The author argues that the politics of Arnold Schwarzenegger, the new Republican governor of California, are heavily influenced by the liberal agenda of the Kennedy family he married into. Arnold Schwarzenegger has sold himself to his fans as a raging Republican Terminator. But his future will depend on the outcome of a battle for his soul between the Republican Party and the liberal Democratic Kennedy culture he shares by marriage. So far, the Republican allegiance is dominant. But the "Kennedy factor" could turn him into a Terminator with a stubborn liberal streak. Why is Schwarzenegger a Republican anyway? He disagrees with mainstream Republicans on abortion fights, gay rights and the Clinton impeachment. He didn't go to the last Republican convention.

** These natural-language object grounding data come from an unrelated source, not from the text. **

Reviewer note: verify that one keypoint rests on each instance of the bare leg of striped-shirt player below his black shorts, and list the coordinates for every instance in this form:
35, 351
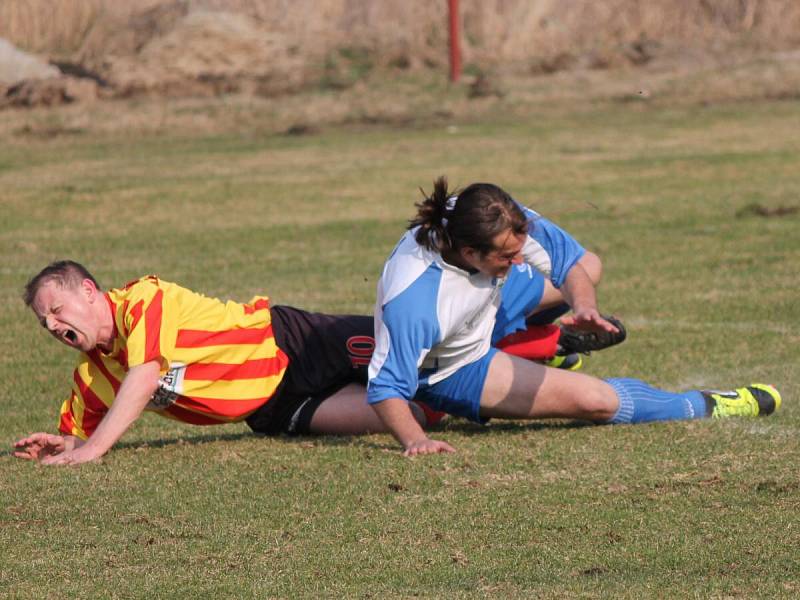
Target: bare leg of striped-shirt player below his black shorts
347, 413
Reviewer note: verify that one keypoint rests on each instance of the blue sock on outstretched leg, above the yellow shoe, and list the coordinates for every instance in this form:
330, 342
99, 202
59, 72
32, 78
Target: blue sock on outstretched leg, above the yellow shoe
640, 403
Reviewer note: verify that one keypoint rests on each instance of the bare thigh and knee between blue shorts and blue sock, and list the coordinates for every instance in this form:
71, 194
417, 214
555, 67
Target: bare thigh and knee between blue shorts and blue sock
519, 389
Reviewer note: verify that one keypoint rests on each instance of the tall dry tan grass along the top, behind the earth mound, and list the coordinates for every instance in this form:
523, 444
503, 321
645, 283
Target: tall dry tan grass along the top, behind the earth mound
500, 30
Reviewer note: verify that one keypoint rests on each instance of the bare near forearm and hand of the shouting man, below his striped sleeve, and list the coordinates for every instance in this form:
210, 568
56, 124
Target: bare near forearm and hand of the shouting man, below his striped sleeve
135, 392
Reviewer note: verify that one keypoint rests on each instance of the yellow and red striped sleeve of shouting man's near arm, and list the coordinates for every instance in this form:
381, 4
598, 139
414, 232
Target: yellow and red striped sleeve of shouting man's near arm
149, 324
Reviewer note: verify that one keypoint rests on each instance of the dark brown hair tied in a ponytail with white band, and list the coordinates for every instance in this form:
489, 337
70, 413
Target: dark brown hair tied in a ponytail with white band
471, 217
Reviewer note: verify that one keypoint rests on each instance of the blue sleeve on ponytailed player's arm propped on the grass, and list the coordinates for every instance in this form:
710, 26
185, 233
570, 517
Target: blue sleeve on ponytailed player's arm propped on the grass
406, 328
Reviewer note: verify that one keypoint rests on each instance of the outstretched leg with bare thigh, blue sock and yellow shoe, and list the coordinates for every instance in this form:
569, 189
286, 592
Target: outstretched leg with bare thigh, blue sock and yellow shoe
519, 389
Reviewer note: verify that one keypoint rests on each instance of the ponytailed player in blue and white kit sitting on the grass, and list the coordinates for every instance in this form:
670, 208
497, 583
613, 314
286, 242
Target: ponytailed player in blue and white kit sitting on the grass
463, 276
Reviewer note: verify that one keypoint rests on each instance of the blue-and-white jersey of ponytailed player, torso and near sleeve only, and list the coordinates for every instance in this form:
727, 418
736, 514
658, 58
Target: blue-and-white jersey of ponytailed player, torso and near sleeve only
431, 318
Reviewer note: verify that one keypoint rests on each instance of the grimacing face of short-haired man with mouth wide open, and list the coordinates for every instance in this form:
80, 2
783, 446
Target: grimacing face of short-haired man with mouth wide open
67, 313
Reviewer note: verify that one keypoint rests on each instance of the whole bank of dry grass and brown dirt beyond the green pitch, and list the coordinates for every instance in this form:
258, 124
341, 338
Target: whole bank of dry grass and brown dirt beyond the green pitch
385, 61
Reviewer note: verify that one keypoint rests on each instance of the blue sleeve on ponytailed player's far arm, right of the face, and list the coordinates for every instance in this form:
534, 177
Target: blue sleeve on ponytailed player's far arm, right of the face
549, 249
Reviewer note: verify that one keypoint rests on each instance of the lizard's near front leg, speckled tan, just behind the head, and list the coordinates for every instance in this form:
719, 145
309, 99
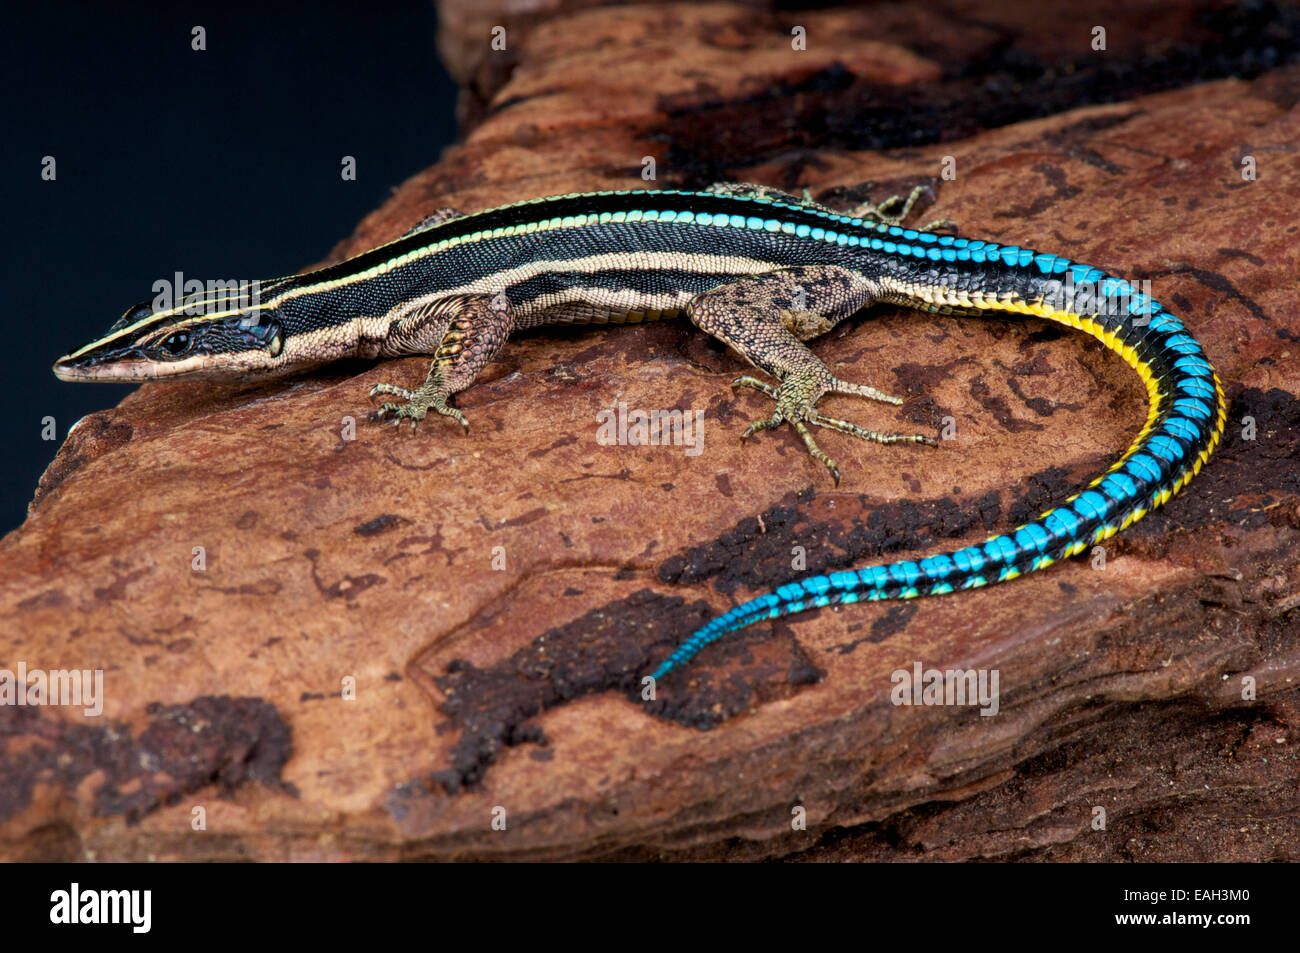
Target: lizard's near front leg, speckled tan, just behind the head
478, 330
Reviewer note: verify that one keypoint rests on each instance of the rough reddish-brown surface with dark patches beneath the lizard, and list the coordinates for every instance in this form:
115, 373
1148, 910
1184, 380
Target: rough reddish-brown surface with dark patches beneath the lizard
483, 692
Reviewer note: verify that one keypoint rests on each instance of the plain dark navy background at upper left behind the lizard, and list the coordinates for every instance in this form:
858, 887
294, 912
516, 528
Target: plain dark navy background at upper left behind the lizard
219, 164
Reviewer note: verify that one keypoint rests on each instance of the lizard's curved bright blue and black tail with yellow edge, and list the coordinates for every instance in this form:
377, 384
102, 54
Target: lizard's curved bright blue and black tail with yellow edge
1186, 418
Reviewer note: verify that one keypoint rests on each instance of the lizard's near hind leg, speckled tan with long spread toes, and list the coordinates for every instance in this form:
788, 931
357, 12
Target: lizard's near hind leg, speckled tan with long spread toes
766, 318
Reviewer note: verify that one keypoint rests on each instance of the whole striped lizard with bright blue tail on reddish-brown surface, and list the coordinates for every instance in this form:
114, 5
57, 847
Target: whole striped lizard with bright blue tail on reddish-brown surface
760, 270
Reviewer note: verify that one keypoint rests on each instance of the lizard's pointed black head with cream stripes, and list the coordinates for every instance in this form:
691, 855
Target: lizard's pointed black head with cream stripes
209, 339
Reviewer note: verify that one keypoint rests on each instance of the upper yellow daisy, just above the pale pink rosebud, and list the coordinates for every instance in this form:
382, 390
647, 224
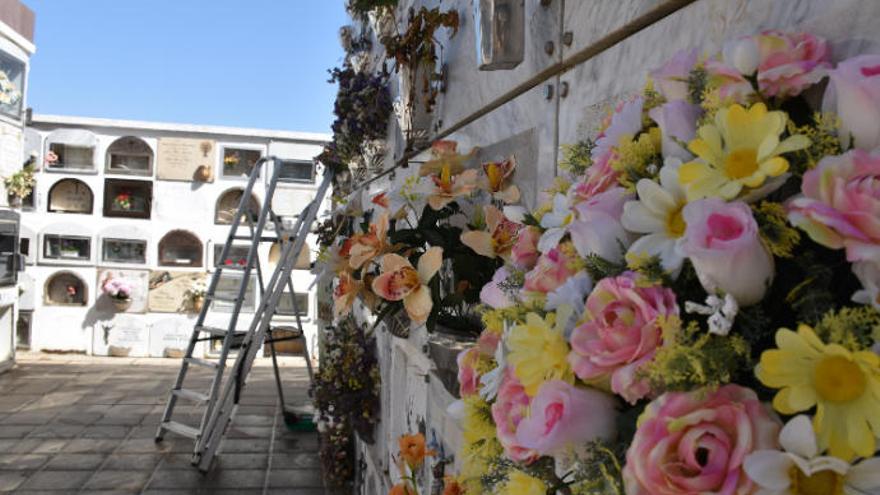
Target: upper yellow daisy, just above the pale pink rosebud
739, 152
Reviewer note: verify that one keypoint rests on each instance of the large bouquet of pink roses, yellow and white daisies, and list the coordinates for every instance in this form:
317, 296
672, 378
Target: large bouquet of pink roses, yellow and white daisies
695, 309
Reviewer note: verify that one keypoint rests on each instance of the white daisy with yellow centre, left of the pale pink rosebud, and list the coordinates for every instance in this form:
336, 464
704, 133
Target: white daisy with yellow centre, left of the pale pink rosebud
657, 215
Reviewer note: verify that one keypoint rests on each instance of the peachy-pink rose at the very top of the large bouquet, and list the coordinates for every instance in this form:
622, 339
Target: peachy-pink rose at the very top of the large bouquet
787, 64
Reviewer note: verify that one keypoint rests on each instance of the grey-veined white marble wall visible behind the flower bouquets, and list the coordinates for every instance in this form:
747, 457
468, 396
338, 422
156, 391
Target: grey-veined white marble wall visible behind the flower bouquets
534, 125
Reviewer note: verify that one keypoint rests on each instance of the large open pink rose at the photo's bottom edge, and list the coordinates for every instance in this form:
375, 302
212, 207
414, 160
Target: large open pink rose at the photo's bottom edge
696, 442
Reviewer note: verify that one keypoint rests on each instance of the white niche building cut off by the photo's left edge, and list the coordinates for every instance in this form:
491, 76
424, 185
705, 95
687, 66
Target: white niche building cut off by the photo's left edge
16, 48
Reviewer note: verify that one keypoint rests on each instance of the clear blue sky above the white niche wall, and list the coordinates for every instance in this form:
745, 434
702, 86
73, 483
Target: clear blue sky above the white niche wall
248, 63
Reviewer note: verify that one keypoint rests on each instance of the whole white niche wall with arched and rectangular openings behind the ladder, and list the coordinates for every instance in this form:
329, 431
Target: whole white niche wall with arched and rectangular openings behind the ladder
148, 203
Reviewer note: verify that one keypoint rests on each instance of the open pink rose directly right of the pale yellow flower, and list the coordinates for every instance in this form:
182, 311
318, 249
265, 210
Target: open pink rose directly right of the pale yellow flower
621, 333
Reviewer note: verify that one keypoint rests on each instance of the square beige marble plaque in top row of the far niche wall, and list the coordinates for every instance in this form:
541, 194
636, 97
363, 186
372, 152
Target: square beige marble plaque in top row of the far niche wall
180, 158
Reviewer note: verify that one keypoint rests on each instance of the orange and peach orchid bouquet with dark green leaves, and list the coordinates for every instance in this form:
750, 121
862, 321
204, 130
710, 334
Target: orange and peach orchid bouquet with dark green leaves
431, 245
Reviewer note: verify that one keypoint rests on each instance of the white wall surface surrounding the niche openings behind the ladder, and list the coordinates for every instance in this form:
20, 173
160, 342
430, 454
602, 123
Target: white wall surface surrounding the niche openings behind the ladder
184, 205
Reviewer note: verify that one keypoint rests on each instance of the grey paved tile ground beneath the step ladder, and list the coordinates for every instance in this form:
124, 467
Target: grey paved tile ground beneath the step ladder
74, 424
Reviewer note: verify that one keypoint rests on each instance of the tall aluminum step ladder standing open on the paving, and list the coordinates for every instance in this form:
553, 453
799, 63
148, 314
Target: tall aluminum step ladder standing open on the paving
220, 401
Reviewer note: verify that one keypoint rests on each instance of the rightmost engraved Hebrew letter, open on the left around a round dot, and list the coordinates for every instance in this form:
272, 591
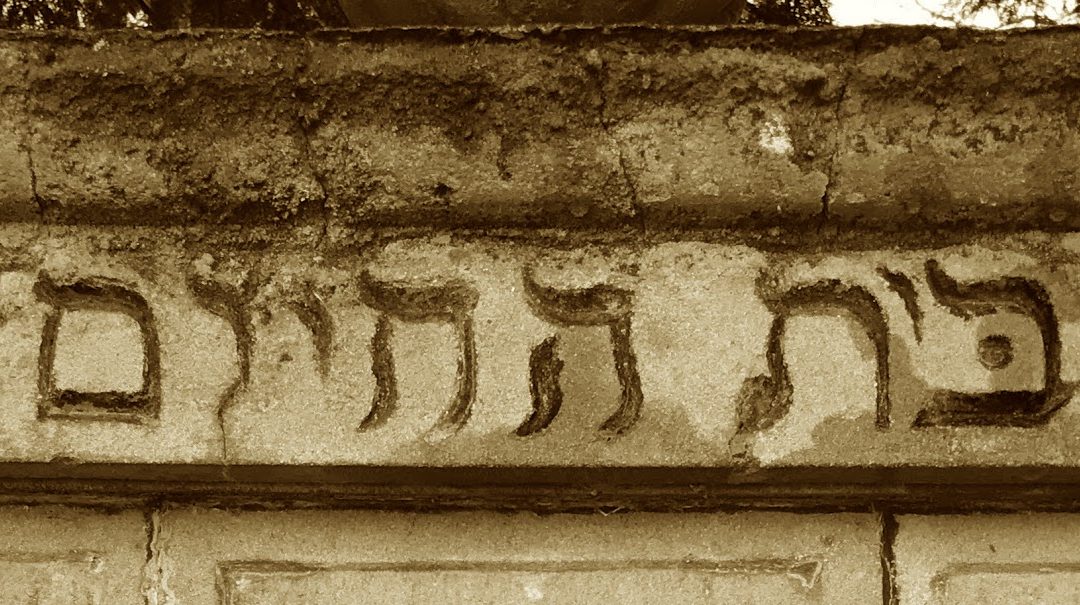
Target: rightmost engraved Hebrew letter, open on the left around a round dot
1007, 408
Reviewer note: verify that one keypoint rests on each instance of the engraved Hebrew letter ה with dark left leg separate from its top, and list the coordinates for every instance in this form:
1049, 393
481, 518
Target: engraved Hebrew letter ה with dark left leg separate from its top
599, 305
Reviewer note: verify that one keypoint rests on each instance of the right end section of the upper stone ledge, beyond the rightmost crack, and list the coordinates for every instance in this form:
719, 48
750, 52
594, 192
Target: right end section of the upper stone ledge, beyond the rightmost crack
935, 131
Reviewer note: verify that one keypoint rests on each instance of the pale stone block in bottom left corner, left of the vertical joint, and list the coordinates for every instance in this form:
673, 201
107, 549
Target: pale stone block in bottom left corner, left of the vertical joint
53, 556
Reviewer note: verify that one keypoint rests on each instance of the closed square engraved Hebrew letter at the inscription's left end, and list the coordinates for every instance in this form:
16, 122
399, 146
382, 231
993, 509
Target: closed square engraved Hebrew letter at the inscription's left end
98, 294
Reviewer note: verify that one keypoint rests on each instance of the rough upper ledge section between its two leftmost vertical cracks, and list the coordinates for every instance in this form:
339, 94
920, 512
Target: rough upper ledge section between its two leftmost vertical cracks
104, 154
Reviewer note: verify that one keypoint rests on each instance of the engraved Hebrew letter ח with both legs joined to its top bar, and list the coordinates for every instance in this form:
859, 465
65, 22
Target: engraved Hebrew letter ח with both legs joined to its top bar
453, 303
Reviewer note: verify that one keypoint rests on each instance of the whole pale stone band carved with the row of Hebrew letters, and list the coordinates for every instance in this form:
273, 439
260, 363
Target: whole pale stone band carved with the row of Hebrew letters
417, 351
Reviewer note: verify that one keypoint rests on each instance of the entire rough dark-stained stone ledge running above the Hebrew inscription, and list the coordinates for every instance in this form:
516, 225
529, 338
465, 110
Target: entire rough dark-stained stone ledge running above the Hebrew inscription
874, 128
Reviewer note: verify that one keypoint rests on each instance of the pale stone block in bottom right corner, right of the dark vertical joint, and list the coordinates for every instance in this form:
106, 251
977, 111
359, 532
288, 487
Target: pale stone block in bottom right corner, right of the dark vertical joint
989, 559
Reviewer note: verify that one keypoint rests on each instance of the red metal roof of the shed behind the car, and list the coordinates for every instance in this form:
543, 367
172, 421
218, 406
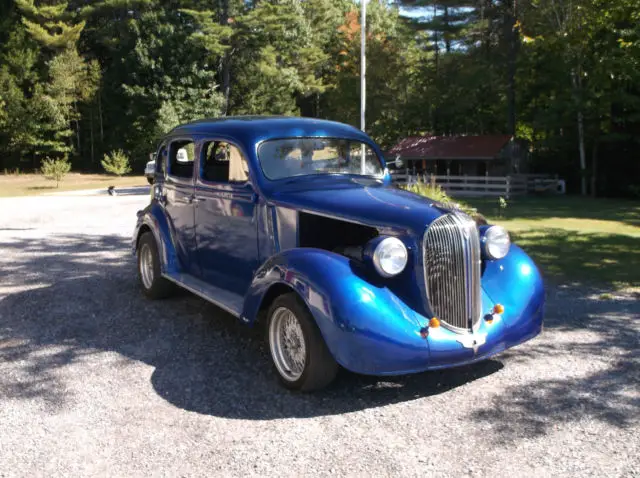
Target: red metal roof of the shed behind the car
450, 147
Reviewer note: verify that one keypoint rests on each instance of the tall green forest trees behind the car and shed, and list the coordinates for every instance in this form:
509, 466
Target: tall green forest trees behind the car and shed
81, 78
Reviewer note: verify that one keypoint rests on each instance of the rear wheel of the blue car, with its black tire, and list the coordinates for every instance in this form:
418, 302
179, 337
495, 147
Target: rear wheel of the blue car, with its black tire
150, 277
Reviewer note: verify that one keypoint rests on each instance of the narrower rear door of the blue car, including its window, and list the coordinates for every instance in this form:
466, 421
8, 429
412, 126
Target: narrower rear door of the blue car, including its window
178, 200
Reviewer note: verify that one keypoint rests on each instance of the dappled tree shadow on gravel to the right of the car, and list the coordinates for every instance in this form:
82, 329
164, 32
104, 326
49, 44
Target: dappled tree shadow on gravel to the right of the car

He tightly suspects that the Bush White House was divided about his candidacy, with some favoring Condoleezza Rice as the successor to Gray Davis. The answer is that Arnold emerged as an ambitious bodybuilder in a European social-democratic culture that he felt was too small for him. He broke away and immigrated to the America of Richard Nixon. The bodybuilder liked what he heard and began calling himself a Republican. It seemed simple, but then he met Maria Shriver, a liberal Democrat who was genetically unable to marry a real Republican. Arnold might be unable to acknowledge publicly that the Kennedys changed his outlook, but his actual sensibility was becoming more Democratic.